All patients admitted to the study were required to have only mild hypertension. Patients with systolic blood pressure greater than 160 mm Hg or diastolic blood pressure greater than 100 mm Hg were excluded from the investigation. However, the researchers cited numerous studies demonstrating the efficaciousness of acupuncture for patients with more severe cases of hypertension.
All acupuncture needles were disposable stainless steel filiform needles of 0.20 mm x 30 mm made by DongBang Acupuncture, Inc. located in Seoul, South Korea. Based on a consensus of 4 experts after a literature review, a strict protocolized acupuncture point prescription was devised taking into account traditional oriental medical theory. In normal clinical practice, an acupuncturist customizes the acupuncture point prescription to an individual’s medical needs, however, a protocolized set of acupoints is not unusual in research. The acupuncture points chosen for all patients were:
- ST36 (Zusanli)
- PC6 (Neiguan)
- LR3 (Taichong)
- SP4 (Gonsun)
- LI11 (Quchi)
The research demonstrates improvements in both blood pressure and HRV indices. As a result, the investigators suggest additional large scale studies to confirm the findings. The researchers note that the results suggest that acupuncture has potential in the clinical reduction of blood pressure for patients with prehypertension and stage 1 hypertension.
Xie et al. had similar findings. Acupuncture was found effective for reducing hypertension and acupuncture outperformed Capoten, an ACE (angiotensin-converting enzyme) inhibitor medication used for the regulation of hypertension. Acupuncture points used in the study were:
- Hegu (LI4)
- Taichong (LR3)
- Quchi (LI11)
- Xingjian (LR2)
The acupuncture patients demonstrated several other improvements including reductions in dizziness, pain of the knees and waist, and palpitations. Patients in this study had a combined diagnosis pattern as the inclusion criteria. All patients were required to have the biomedical condition of hypertension combined with the Traditional Chinese Medicine (TCM) condition of yin deficiency with yang uprising. The researchers discovered that acupuncture was more effective than the ACE inhibitor medication for these pateints.
Liu, Yan, Ji-Eun Park, Kyung-Min Shin, Minhee Lee, Hee Jung, Ae-Ran Kim, So-Young Jung, Ho Ryong Yoo, O. Sang Kwon, and Sun-Mi Choi. "Acupuncture lowers blood pressure in mild hypertension patients: A randomized, controlled, assessor-blinded pilot trial." Complementary Therapies in Medicine (2015).

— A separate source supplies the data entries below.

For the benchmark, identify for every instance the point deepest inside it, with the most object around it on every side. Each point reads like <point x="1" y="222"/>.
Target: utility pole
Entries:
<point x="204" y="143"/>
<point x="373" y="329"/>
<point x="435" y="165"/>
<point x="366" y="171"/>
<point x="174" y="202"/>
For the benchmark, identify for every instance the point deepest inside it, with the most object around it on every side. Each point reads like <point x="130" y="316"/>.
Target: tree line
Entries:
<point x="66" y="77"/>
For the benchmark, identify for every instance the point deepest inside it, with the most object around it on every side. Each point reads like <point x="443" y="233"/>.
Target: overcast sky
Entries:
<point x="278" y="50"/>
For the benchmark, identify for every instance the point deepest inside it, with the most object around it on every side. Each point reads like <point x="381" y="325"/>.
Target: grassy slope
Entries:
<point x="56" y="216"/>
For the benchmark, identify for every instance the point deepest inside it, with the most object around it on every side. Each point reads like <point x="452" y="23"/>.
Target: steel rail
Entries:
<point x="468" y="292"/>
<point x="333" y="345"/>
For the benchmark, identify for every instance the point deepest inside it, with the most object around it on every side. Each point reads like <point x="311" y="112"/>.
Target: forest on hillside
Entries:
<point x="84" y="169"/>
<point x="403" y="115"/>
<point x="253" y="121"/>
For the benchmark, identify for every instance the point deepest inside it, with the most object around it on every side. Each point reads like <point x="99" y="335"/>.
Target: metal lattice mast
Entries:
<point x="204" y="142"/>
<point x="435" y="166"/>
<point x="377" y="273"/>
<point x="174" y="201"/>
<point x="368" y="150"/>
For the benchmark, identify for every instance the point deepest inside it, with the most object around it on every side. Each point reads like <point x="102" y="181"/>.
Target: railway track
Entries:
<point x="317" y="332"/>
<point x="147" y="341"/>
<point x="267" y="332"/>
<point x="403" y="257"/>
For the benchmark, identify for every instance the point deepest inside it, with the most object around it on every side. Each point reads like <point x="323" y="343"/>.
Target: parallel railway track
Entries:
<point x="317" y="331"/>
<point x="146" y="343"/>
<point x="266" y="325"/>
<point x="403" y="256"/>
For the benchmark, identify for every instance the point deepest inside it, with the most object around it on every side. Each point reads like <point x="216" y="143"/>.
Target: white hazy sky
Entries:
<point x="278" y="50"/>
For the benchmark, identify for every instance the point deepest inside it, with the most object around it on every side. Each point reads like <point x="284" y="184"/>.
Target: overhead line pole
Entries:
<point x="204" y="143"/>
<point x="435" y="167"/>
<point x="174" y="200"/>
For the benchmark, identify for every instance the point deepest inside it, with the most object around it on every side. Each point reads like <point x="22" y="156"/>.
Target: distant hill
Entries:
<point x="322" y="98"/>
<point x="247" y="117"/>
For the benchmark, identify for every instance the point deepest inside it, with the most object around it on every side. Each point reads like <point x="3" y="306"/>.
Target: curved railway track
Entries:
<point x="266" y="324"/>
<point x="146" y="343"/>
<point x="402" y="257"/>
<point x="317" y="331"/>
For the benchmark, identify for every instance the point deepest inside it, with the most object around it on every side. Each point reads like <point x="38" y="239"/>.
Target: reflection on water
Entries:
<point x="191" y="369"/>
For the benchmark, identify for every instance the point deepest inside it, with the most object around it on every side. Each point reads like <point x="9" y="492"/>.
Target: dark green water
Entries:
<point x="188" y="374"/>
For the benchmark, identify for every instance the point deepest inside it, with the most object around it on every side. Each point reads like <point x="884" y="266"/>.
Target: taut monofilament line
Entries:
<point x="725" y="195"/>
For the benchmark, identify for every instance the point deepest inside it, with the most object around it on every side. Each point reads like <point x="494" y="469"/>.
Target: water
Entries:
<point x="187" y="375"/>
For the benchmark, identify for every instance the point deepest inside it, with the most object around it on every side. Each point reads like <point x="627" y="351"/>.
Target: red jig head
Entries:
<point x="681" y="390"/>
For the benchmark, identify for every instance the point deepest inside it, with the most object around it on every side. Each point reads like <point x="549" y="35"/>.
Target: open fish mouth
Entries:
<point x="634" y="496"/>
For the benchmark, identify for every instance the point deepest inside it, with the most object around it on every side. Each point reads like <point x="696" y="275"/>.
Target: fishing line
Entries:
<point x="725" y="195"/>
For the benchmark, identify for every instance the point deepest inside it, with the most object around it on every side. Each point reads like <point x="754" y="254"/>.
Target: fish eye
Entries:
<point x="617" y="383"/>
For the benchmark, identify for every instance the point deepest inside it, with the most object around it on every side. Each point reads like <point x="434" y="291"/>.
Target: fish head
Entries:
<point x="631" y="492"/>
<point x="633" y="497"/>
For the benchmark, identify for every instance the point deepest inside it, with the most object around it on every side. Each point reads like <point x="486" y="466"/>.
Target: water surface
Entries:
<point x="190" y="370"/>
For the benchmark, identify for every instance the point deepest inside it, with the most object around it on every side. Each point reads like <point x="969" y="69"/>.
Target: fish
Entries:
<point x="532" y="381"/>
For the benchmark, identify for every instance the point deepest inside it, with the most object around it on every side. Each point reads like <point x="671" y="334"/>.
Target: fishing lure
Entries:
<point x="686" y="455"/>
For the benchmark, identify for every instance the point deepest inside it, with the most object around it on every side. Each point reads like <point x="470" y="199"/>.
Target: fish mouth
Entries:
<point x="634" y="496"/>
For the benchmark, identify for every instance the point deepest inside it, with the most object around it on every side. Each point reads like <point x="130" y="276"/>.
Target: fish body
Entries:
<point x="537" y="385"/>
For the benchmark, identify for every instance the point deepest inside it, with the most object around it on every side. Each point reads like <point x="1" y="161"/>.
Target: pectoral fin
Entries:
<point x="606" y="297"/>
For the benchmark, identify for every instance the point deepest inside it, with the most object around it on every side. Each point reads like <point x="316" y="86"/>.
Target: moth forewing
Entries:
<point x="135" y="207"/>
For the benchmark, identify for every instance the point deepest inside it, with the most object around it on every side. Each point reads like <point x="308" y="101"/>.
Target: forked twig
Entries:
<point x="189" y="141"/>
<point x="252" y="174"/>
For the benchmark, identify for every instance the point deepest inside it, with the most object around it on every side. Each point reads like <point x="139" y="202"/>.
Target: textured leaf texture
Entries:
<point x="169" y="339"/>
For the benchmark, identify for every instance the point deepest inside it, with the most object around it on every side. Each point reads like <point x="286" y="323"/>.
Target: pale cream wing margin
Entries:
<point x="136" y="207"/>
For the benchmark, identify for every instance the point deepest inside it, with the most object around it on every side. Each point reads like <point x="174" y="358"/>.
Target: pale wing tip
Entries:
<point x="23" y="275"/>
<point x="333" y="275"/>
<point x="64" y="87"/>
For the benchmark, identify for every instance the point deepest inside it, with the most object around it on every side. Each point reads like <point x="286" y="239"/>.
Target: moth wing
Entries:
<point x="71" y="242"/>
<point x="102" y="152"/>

Fagard RH, Pardaens K, Staessen JA. Relationships of heart rate and heart rate variability with conventional and ambulatory blood pressure in the population. J Hypertens. 2001;19(3):389-397.
Singh JP, Larson MG, Tsuji H, Evans JC, O'Donnell CJ, Levy D. Reduced heart rate variability and new-onset hypertension: insights into pathogenesis of hypertension: the Framingham Heart Study. Hypertension. 1998;32(2):293-297.
Xie, B., and Y. P. Lin. "[Efficacy observation on acupuncture for essential hypertension of yin deficiency due to yang hyperactivity pattern]." Zhongguo zhen jiu= Chinese acupuncture & moxibustion 34, no. 6 (2014): 547-550.